During the Middle Ages, the Catholic Church united the Christians of western Europe in a single faith. But the Church was a political and economic institution as well as a religious one. By the 1300s, many Catholics felt that the Church had become far too worldly and corrupt.

Too often, Church officials failed to live up to their role as spiritual leaders. For example, priests, monks, and nuns made vows, or solemn promises, not to marry or have children. Yet many broke these vows. Others seemed to ignore Christian values. Church leaders often behaved like royalty instead of God’s servants. For example, the popes, and many cardinals and bishops, were extremely wealthy and powerful.

People were also troubled by the way many Church officials raised money to support the church. One method was the practice of selling indulgences. An indulgence is a release from punishment for sins. During the Middle Ages, the Church granted indulgences in return for gifts to the Church and good works. People who received indulgences did not have to perform good deeds to make up for their sins. Over time, popes and bishops began selling indulgences as a way of raising money. This practice made it seem that people could buy forgiveness for their sins. Many Catholics were deeply disturbed by the abuse of indulgences.

The Church also sold offices, or leadership positions. This practice is called simony. Instead of being chosen based on their merit and accomplishments, buyers simply paid for their jobs. Buying an office was worthwhile because it could be a source of income. Often, people acquired multiple offices in different places without actually going there to perform their duties.

People questioned other practices as well. Some clergy charged pilgrims to see holy objects, such as the relics of saints. In addition, all Catholics paid taxes to the Church. Many people resented having to pay taxes to Rome as well as to their own governments.

Political Conflicts with European Rulers

Map of the city of Rome, showing an allegorical figure of Rome as a widow in black mourning the Avignon Papacy. / Wikimedia Commons

In the Middle Ages, the pope became a powerful political figure, as well as a religious leader. The Church also accumulated vast wealth. Its political and economic power presented a problem for monarchs, because the Church claimed that its clergy were independent of political rulers’ control.

As monarchs tried to increase their own power, they often came into conflict with the pope. They quarreled with the pope over Church property and the right to make appointments to Church offices. Popes also became involved in other political conflicts. These disputes added to the questioning of the pope’s authority. At times, the conflicts damaged the Church’s reputation.

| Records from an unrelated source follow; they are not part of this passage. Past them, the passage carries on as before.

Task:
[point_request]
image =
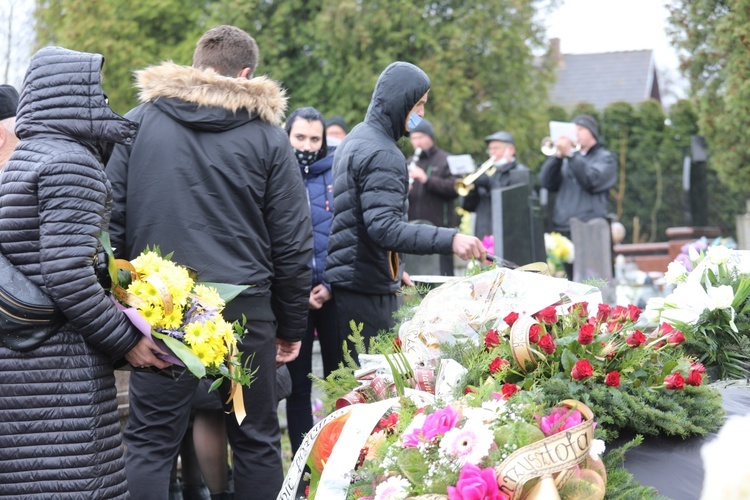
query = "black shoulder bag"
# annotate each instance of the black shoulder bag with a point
(28, 316)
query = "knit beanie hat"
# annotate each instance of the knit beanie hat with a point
(425, 127)
(337, 120)
(8, 101)
(590, 123)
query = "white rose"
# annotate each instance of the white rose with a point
(718, 254)
(720, 297)
(676, 273)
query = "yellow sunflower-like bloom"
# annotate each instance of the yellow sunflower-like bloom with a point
(210, 296)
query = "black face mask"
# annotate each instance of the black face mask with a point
(306, 158)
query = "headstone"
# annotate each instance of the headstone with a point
(592, 242)
(517, 224)
(422, 265)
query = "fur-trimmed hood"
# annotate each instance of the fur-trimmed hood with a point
(260, 96)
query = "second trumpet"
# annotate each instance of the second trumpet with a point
(464, 186)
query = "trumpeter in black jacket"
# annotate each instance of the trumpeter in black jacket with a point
(60, 433)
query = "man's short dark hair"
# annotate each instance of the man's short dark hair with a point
(226, 49)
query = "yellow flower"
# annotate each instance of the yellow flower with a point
(209, 296)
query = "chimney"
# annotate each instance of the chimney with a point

One dramatic crisis unfolded in France in 1301. When King Philip IV tried to tax the French clergy, the pope threatened to force him out of the Church. In response, soldiers hired by the king kidnapped the pope. The pope was soon released, but he died a few weeks later.

The quarrel with the king ended under Pope Clement V. In 1309, Clement moved his headquarters from Rome to the French city of Avignon. He appointed 24 new cardinals during his reign, 22 of whom were French. The next six popes also lived in Avignon and named still more French cardinals. Many Europeans believed that France’s kings now controlled the papacy, or the office of the pope. As a result, they lost respect for the pope as the supreme head of the Church.

An even worse crisis developed after Pope Gregory XI moved the papacy back to Rome in 1377. In 1378, Gregory died, and an Italian was elected pope. The new pope refused to move back to Avignon. A group of cardinals, most of them French, left Rome and elected a rival pope. The Church now had two popes, one in Rome and one in Avignon. Later, a Church council elected a third pope. Each pope claimed to be the real head of the Church.

This division in the Church is called the Great Schism. For nearly 40 years, the various lines of popes denounced each other as impostors. Catholics were divided and confused. The Great Schism lessened people’s respect for the papacy and sparked calls for reform.